= Distinguished Sea Service Award =

Annual award of the Naval Order of the US

The Distinguished Sea Service Award is an annual award of the Naval Order of the United States recognizing a recently retired flag or general office of the maritime services of the United States.

==History==
In 1998, Captain John Brasel of the New York Commandery of the Naval Order of the United States proposed that the Order give an annual award "to recognize the exemplary service of a senior flag officer of one of the maritime services, who is finishing a continuous career of active service." The award is always made in a formal ceremony, preferably during the Naval Order's annual congress. Admiral William J. Crowe, Jr., was the first recipient in 1990.

==Recipients==
- 1990 Admiral William J. Crowe, Jr., USN (Ret.)
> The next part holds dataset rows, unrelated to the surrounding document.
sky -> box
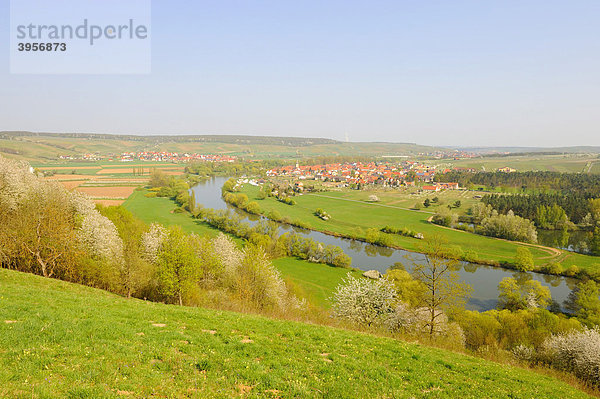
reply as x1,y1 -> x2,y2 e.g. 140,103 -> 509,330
0,0 -> 600,147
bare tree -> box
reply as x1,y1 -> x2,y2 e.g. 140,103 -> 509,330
412,235 -> 471,337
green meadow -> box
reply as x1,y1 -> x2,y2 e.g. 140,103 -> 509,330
0,269 -> 589,399
273,258 -> 362,308
122,190 -> 219,237
242,185 -> 600,269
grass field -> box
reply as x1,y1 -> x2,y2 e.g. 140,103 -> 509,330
242,185 -> 600,276
433,154 -> 599,173
123,190 -> 219,237
242,185 -> 551,263
0,269 -> 589,399
273,258 -> 362,308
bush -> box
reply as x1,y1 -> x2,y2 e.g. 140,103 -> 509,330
431,208 -> 458,227
333,273 -> 396,326
515,247 -> 534,272
477,211 -> 537,244
564,265 -> 579,277
544,326 -> 600,386
542,262 -> 563,274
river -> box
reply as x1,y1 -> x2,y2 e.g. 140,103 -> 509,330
192,177 -> 577,311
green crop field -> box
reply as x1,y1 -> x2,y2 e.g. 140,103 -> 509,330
433,154 -> 598,173
0,269 -> 589,398
122,190 -> 219,237
242,185 -> 600,276
242,185 -> 551,264
273,258 -> 362,308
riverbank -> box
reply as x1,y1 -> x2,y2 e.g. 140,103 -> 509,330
236,184 -> 600,280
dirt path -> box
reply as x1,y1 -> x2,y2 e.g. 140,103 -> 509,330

- 1991 General Alfred M. Gray, Jr., USMC (Ret.)
- 1992 Admiral Paul A. Yost, Jr., USCG (Ret.)
- 1993 Admiral Carlisle A.H. Trost, USN (Ret.)
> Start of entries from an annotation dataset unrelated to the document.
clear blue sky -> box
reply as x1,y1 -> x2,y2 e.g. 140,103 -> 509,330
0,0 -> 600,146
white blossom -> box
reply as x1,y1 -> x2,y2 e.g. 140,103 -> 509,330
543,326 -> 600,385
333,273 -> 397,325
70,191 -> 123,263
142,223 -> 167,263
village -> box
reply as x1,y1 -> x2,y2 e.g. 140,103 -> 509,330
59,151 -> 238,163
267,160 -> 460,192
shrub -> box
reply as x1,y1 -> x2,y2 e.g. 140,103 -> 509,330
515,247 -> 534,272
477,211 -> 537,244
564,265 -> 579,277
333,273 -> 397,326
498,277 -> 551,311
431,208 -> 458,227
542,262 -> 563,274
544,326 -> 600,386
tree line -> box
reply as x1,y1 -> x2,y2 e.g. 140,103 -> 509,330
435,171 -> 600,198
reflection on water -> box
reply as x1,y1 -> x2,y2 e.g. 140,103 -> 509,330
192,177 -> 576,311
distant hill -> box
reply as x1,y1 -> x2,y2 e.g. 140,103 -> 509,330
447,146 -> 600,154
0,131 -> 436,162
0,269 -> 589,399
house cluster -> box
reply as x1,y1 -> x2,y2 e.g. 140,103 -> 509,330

- 1994 Vice Admiral John H. Fetterman, Jr., USN (Ret.)
- 1995 Admiral David E. Jeremiah, USN (Ret.)
- 1996 General Walter E. Boomer, USMC (Ret.)
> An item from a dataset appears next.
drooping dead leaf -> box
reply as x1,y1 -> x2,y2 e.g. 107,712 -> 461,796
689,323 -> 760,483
- 1997 Admiral Stanley R. Arthur, USN (Ret.)
- 1998 Admiral Leighton W. Smith, USN (Ret.)
- 1999 Admiral Robert E. Kramek, USCG (Ret.)
- 2000 Admiral Joseph W. Prueher, USN (Ret.)
- 2001 General Anthony C. Zinni, USMC (Ret.)
- 2002 Admiral Archie Clemins, USN (Ret.)
- 2003 Admiral James Loy, USCG (Ret.)
- 2004 Admiral Robert J. Natter, USN (Ret.)
- 2005 Admiral James O. Ellis, USN (Ret.)
- 2006 Admiral Vern Clark, USN (Ret.)
- 2007 Admiral Thomas Fargo, USN (Ret.)
- 2008 General James L. Jones, USMC (Ret.)
- 2009 Admiral William J. Fallon, USN (Ret.)
- 2010 General Peter Pace, USMC (Ret.)
- 2011 Admiral Thad W. Allen, USCG (Ret.)
- 2012 Admiral Michael Mullen, USN (Ret.)
- 2013 Admiral Timothy J. Keating, USN (Ret.)
- 2014 General James Mattis, USMC (Ret.)
- 2015 MCPON Rick West, USN (Ret.)
- 2015 Admiral James G. Stavridis, USN (Ret.)
- 2016 SMMC Micheal Barrett, USMC (Ret.)
- 2016 Admiral Robert J. Papp Jr., USCG (Ret.)
- 2017 MCPOCG Michael P. Leavitt, USCG (Ret.)
- 2017 Admiral Jonathan Greenert, USN (Ret.)